Удушье
С доктором Пэйж Маршалл, с её планшеткой и личными мнениями. С её пугающими мечтами помочь моей мамочке прожить ещё десять или двадцать лет.
С доктором Пэйж Маршалл, с новой потенциальной дозой сексуального анестетика.
См. также: Нико.
См. также: Таня.
См. также: Лиза.
Всё больше и больше кажется, будто я плоховато изображаю сам себя.
В моей жизни не больше смысла, чем в дзеновской коане.
Поёт домашний крапивник, но настоящая ли это птица, или сейчас четыре часа - уже не уверен.
- У меня нынче совсем склероз, - жалуется мама. Трёт себе виски большим и указательным пальцем и продолжает. - Боюсь, придётся рассказать Виктору правду о нём.
Взгромоздившись на кучу подушек, говорит:
- Пока ещё не поздно - думаю, у Виктора есть право узнать, кто он на самом деле.
- Так возьмите расскажите ему, - советую. Я принёс поесть, миску шоколадного пудинга, и пытаюсь протащить хоть ложку ей в рот.
- Могу сходить позвонить, - говорю. - И Виктор через пару минут будет здесь.
Пудинг светлее оттенком, чем холодная тёмно-коричневая морщинистая кожа, и резко пахнет.
- Ой, да не могу я, - отзывается она. - Это такая серьёзная вина, что я в глаза ему посмотреть не могу. Даже не знаю, как он отреагирует.
Говорит:
- Может, лучше даже если Виктор никогда этого не выяснит.
- Так расскажите мне, - советую. - Скиньте всё с плеч, - обещаю не пересказывать это Виктору, только с её разрешения.
Она прищуривается в мою сторону, вся старая кожа туго собирается у её глаз. Морщины у её рта вымазаны шоколадным пудингом, и она спрашивает:
- Но откуда я знаю, что тебе можно доверять? Я даже не уверена, кто ты такой.
Отвечаю с улыбкой:
- Конечно мне можно доверять.
И втыкаю ложку ей в рот. Чёрный пудинг лишь остаётся на её языке. Такое лучше, чем трубка для желудка. Ладно, допустим - дешевле.
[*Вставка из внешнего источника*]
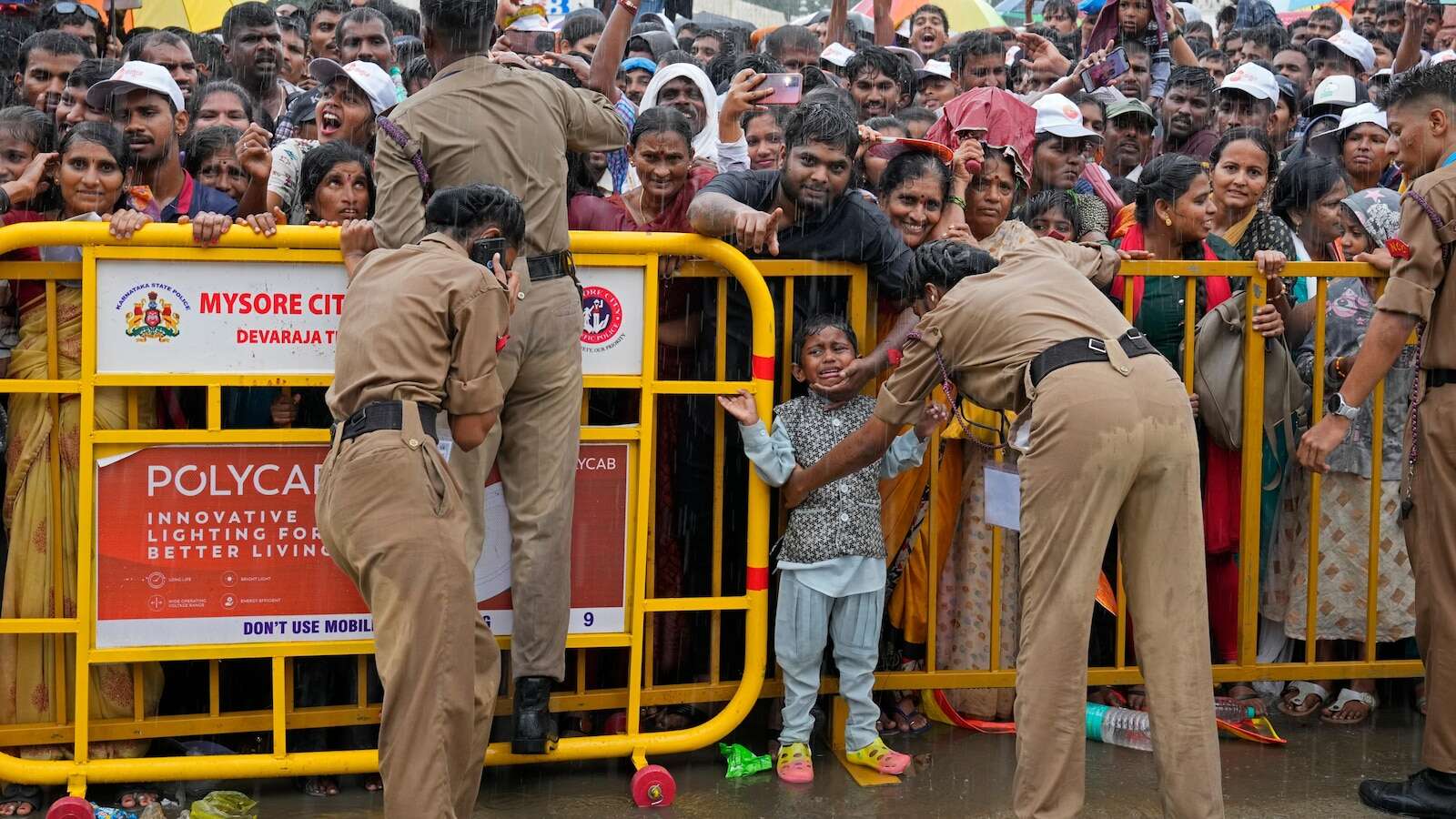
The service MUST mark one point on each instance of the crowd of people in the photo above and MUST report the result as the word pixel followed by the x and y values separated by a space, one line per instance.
pixel 1138 124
Выношу пульт от телевизора за пределы её досягаемости и говорю ей:
- Глотай.
Говорю ей:
- Ты должна меня слушать. Ты должна мне верить
Говорю:
- Я он. Я отец Виктора.
И её белёсые глаза выпучиваются на меня, а всё остальное лицо, морщины и кожа, словно пытается соскользнуть в воротник её пижамы. Жуткой жёлтой рукой она творит крестное знамение, и челюсть отвисает ей на грудь.
- О, ты он, и ты вернулся, - бормочет она. - О, отец благословенный. Отче наш, - говорит. - О, прошу, прости меня.
Глава 11
Вот он я, обращаюсь к Дэнни, снова запирая его в колодки, на этот раз за штамп, оставшийся на его руке после какого-то ночного клуба, - я говорю ему:
- Братан.
Говорю:
- Как это странно.
Дэнни держит обе руки по местам и ждёт, пока закрою их. Он туго заправил рубашку. Помнит, что нужно немного согнуть колени, чтобы снять со спины нагрузку. Не забывает сбегать в уборную перед тем, как его запрут. Наш Дэнни становится профессиональным экспертом по несению наказаний. В старой доброй Колонии Дансборо, мазохизм - ценный производственный навык.
Да и почти на любой работе.
Вчера в Сент-Энтони, рассказываю ему, всё шло как в том старом фильме, где парень и картина: парень там тусуется по вечеринкам и живёт под сотню лет, но никогда не меняется. А портрет его становится уродливей, загаживается всякой фигнёй, которая бывает от алкоголя, и нос на нём вваливается от вторичного сифилиса и трипака.
Все эти обитатели Сент-Энтони теперь лазят с закрытыми глазами и довольно мычат. Все скалятся и благочествуют.
Кроме меня. Я их дебильный портрет.
- Поздравь меня, братан, - отзывается Дэнни. - Пока я столько торчу в колодках, уже набрал четыре недели воздержания. Это сто пудов на четыре недели больше, чем мне удавалось набрать с тринадцати лет.
Мамина соседка по комнате, рассказываю ему, наша миссис Новак - теперь всё кивает и ходит вся довольная, мол, я в итоге покаялся, что украл у неё изобретение зубной пасты.